Mit klug gewählten und kombinierten Farben, Formen, Bildern und Schriften können wir ein prägnantes und unverwechselbares Erscheinungsbild des Unternehmens erschaffen und dieses fest in der Wahrnehmung der Menschen verankern. Die Gestaltung sollte dabei zwingend die Identität des Unternehmens, seine Haltung und seine Werte widerspiegeln. Dies erfordert viel Vorarbeit, denn nicht jedes Unternehmen ist sich seiner Identität und seiner Werte bewusst. Sind diese aber einmal bis in die Tiefe herausgearbeitet und formuliert, hat die Grafikagentur eine Grundlage für seine Arbeit. Dann liegt es nur noch an seiner Kunstfertigkeit, sie zu visualisieren.

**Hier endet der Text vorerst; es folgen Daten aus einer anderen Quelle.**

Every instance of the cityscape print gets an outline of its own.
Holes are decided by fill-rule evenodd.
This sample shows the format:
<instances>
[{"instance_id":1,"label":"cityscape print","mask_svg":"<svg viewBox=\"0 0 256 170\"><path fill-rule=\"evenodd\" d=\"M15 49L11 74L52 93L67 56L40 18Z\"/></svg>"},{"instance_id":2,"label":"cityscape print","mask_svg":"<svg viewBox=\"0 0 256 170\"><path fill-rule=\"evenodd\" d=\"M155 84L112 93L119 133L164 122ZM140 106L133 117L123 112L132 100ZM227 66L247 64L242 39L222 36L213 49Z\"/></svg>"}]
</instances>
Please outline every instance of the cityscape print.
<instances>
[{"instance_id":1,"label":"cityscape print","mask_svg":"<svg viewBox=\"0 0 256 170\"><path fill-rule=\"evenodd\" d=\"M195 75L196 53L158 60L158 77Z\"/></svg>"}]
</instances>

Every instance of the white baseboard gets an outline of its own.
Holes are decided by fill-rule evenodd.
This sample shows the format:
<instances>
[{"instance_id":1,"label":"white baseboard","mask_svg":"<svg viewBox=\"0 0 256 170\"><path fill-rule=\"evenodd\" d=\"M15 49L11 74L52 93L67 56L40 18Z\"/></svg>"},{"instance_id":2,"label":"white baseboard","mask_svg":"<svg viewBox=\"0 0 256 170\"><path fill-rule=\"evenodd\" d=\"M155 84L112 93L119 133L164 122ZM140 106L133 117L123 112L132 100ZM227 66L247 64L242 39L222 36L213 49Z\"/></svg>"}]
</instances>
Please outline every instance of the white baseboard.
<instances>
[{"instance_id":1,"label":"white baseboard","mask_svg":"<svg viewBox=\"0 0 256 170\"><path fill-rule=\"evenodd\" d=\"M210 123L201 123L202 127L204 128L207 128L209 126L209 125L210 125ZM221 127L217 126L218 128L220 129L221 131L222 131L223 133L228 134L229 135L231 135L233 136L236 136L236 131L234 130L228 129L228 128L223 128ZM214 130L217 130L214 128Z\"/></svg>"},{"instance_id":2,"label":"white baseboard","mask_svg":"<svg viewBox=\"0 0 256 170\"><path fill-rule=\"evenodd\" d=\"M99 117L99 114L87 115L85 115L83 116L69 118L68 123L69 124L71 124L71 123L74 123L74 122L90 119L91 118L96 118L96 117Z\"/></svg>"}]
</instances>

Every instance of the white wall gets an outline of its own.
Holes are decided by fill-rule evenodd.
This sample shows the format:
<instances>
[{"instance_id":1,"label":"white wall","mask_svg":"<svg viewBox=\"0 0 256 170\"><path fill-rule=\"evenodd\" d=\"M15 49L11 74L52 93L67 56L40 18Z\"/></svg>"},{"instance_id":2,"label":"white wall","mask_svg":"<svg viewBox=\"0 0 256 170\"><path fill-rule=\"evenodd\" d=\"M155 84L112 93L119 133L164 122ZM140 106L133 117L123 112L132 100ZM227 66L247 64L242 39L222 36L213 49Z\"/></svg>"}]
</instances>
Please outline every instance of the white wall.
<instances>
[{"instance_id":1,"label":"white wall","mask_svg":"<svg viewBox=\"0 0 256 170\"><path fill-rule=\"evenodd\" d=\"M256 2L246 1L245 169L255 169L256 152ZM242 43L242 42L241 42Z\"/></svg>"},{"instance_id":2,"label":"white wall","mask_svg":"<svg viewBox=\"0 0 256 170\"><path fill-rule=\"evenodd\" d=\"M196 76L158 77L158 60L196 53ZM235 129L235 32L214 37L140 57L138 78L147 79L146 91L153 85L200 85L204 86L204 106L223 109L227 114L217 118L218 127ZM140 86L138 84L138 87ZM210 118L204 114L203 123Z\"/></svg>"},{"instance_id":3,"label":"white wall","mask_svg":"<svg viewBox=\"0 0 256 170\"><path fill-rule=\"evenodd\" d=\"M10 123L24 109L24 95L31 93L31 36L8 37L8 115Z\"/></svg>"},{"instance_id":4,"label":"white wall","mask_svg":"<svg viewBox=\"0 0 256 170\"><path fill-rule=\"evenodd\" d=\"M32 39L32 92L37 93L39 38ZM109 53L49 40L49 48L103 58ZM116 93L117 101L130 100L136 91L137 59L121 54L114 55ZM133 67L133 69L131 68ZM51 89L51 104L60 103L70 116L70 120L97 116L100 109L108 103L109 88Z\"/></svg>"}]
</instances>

Aber: Nichts ist in Stein gemeißelt. So wandlungsfähig wie die inneren Faktoren eines Unternehmens sind, so muss es auch sein Corporate Design sein. Denn Anlässe, das Corporate Design anzupassen gibt es viele, interne wie externe. Zu den internen Gründen gehören beispielsweise Änderungen im Leistungsangebot, neue Produkt- oder Dienstleistungsmarken, modifizierte Produktionsverfahren und –prozesse, eine verstärkte Internationalisierung oder die Erschließung neuer Zielgruppen sowie ein Generationswechsel in der Unternehmensleitung. Zu den externen Impulsen zählen etwa ein neuer Zeitgeist, ein verändertes Kommunikationsverhalten oder sich wandelnde Werte in der Gesellschaft.
Der Haushaltsgerätehersteller Vorwerk etwa stand vor einigen Jahren vor dem Problem, dass das Vorzeigeprodukt des Unternehmens, der Staubsauger „Kobold“, Umsatzeinbußen in Deutschland verzeichnete. Außerdem hatten Marktforschungsumfragen ergeben, dass die Marke bei jüngeren Zielgruppen als altmodisch galt. Das Management verstand die Warnsignale und ließ dem Traditionsunternehmen ein neues Corporate Design verpassen, welches die Werte, für die Vorwerk steht – Innovationskraft, Qualität, Kundennähe – deutlich besser widerspiegelt als das alte CD, in dem die Innovationskraft so gut wie gar nicht zum Ausdruck kam. Die angestaubte Markenfarbe Grün wurde ihrer Dominanz beraubt und setzt im neuen Design nur noch Akzente. Die neuen Hauptfarben Weiß und Anthrazit muten jünger und moderner an. Auch das Produktdesign und die Markenwelt der Vorwerk-Shops wurden gemäß dem neuen CD überarbeitet. Mit Erfolg: Der „Kobold“-Umsatz stieg in den Folgejahren um rund ein Viertel an, der Alleskönner „Thermomix“ verzeichnete in der gleichen Zeit sogar ein Umsatzplus von 80 Prozent.
Vorwerk ist offensichtlich der Spagat eines jeden guten Redesigns gelungen: sich zu erneuern, ohne sich selbst untreu zu werden. Oder, anders ausgedrückt: für neue Zielgruppen attraktiv zu werden, ohne die Stammkunden zu vergraulen. Dies ist gelungen, weil die oberste Maxime einer CD-Anpassung berücksichtigt wurde: Das Corporate Design muss zu jeder Zeit 100%iger visueller Ausdruck der Marke sein, die es repräsentiert.